Strong consumer demand and a resilient labour market has helped to avert a recession that many economists forecast during the extended flurry of rate hikes. As inflation continues to ease, the Fed’s goal of a soft-landing - bringing down inflation without causing a recession and mass layoffs - appears within reach.
Few experts are expecting a rate cut when Fed’ policy makers meet later this month. However, investors widely expect the Federal Reserve to begin cutting interest rates in September.
While the labour market remains historically healthy, recent government data suggest some weakening.
Until last week, applications for jobless benefits were trending higher in June after mostly staying below 220,000 this year. The unemployment rate ticked up to 4.1% in June, despite the fact that America’s employers added 206,000 jobs.
Job postings in May rose slightly to 8.1 million, however, April’s figure was revised lower to 7.9 million, the first reading below 8 million since February 2021.
Separately, US consumer prices fell for the first time in four years in June amid cheaper gasoline and moderating rents, firmly putting disinflation back on track and drawing the Federal Reserve another step closer to cutting interest rates in September.
The second straight month of benign consumer price readings reported by the Labor Department on Thursday should help to bolster confidence among officials at the US central bank that inflation is cooling after surging in the first quarter.
The report also showed a measure of underlying inflation posting the smallest increase since August 2021 on a monthly basis. Financial markets saw a very high probability of the Fed starting its easing cycle in September.
“Barring rogue price data in July, the Fed has a checkered flag to reduce rates in September,” said Brian Bethune, an economics professor at Boston College. “This guidance will be solidified at the July meeting.”
The consumer price index dipped 0.1% last month, the first drop since May 2020, after being unchanged in May, the Labor Department’s Bureau of Labor Statistics said.
The CPI was weighed down by a 3.8% decline in gasoline prices, which followed a 3.6% decrease in May. Shelter costs, which include rents, increased a moderate 0.2% after advancing 0.4% in May.
Food prices rose 0.2% after edging up 0.1% in May. Grocery store prices ticked up 0.1%, with increases in dairy products, meat, fish and eggs offset by declines in the costs of fruits and vegetables as well as cereals.

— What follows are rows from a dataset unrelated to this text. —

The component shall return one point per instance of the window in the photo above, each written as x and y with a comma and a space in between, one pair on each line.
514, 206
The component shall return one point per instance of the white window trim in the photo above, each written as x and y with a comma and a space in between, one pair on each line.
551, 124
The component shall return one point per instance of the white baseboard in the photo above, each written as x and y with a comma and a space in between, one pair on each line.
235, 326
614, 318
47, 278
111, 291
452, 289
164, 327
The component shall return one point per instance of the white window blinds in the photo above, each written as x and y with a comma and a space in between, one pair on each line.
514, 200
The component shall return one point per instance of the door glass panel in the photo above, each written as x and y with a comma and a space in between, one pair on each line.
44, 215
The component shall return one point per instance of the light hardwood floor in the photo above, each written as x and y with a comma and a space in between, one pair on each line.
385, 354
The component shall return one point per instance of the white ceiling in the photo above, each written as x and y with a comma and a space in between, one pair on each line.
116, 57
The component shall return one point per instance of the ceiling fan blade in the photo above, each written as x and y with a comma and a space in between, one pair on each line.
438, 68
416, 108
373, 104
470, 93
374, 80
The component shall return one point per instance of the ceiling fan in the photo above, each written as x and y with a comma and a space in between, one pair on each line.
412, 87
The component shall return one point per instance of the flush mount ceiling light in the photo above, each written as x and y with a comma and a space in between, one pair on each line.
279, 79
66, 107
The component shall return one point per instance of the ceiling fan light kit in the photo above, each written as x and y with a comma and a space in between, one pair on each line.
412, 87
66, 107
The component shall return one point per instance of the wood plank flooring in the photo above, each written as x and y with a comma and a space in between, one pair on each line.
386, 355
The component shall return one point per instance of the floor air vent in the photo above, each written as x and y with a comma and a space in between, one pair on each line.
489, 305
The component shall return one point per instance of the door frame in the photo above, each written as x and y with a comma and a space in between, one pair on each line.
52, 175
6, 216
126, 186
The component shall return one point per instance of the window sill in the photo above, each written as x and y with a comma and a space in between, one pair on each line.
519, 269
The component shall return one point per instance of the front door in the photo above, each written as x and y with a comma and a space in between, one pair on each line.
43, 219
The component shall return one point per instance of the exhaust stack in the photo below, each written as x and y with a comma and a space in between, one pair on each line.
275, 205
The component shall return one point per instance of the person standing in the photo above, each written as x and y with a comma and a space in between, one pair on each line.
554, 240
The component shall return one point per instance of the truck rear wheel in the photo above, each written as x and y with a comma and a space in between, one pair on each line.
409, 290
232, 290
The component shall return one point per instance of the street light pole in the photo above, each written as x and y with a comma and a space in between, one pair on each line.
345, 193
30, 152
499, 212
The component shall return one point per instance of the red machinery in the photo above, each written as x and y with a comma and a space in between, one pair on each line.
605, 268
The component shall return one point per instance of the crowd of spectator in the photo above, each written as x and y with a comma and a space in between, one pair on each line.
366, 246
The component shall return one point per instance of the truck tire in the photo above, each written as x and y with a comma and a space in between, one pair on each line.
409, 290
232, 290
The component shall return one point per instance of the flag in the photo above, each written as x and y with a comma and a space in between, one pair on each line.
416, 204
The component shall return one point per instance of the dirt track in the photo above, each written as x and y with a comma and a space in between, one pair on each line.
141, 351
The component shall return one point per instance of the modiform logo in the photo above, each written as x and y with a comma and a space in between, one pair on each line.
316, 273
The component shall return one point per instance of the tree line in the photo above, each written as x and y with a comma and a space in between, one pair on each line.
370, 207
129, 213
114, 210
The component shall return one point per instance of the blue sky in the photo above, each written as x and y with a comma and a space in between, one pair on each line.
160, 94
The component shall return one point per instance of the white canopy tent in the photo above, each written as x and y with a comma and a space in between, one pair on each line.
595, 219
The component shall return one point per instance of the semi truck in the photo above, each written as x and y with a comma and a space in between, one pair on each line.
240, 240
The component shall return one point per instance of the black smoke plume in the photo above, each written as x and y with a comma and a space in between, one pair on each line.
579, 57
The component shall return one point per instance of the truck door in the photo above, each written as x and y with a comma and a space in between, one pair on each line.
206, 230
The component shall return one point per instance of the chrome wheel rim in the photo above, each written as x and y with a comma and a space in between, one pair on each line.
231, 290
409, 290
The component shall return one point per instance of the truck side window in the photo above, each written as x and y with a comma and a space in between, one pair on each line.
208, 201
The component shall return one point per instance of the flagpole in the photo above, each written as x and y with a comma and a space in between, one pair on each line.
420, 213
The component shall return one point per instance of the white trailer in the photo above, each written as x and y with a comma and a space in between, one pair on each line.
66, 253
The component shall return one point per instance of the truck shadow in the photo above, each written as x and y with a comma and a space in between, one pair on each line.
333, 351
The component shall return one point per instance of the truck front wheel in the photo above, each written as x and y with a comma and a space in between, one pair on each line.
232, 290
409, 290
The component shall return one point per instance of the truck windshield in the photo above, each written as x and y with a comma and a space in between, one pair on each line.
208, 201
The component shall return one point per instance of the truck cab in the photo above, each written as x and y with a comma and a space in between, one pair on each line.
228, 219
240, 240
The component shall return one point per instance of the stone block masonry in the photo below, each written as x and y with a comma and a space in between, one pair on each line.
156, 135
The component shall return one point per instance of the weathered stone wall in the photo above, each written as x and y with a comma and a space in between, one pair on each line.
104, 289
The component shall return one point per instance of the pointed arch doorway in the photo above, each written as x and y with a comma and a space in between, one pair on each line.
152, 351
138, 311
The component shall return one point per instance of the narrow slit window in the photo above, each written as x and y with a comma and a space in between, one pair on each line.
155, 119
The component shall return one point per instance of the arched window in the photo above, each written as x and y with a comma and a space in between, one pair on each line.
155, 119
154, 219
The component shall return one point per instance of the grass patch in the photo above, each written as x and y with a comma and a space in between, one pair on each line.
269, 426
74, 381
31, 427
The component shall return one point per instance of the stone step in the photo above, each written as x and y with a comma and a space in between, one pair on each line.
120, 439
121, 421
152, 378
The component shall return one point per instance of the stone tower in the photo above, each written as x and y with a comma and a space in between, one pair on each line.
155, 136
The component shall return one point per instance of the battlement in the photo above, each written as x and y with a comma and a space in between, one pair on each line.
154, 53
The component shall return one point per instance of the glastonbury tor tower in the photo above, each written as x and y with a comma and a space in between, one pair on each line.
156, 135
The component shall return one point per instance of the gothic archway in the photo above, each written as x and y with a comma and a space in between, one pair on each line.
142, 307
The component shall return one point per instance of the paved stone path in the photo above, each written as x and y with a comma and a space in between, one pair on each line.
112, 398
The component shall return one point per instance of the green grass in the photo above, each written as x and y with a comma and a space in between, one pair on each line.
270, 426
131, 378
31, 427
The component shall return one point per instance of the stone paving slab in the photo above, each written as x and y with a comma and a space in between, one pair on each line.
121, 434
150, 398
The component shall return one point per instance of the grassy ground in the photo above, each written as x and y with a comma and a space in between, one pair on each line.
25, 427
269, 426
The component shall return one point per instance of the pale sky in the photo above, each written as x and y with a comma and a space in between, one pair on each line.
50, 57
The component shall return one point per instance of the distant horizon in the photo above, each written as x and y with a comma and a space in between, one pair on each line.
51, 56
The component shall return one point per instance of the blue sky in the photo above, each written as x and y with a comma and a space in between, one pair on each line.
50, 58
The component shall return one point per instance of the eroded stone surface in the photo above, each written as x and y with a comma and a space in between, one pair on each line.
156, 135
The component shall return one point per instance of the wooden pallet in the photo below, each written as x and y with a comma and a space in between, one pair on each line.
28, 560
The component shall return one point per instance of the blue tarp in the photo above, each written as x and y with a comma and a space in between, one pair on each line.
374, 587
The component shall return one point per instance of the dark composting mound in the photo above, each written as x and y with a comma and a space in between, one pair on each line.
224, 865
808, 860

In the 12 months through June, the CPI climbed 3.0%, the smallest gain since June 2023. That followed a 3.3% advance in May. Economists polled by Reuters had forecast the CPI ticking up 0.1% and gaining 3.1% year-on-year.
The broad moderation in inflation aligns with reports from retailers about consumers pushing back against higher prices. Retailers, including Target (TGT.N), opens new tab and Walmart (WMT.N), opens new tab, have cut prices on a range of goods. It was also a rare dose of good news for President Joe Biden in recent days, whose popularity has been eroded by the high cost of living.
The annual increase in consumer prices has slowed from a peak of 9.1% in June 2022.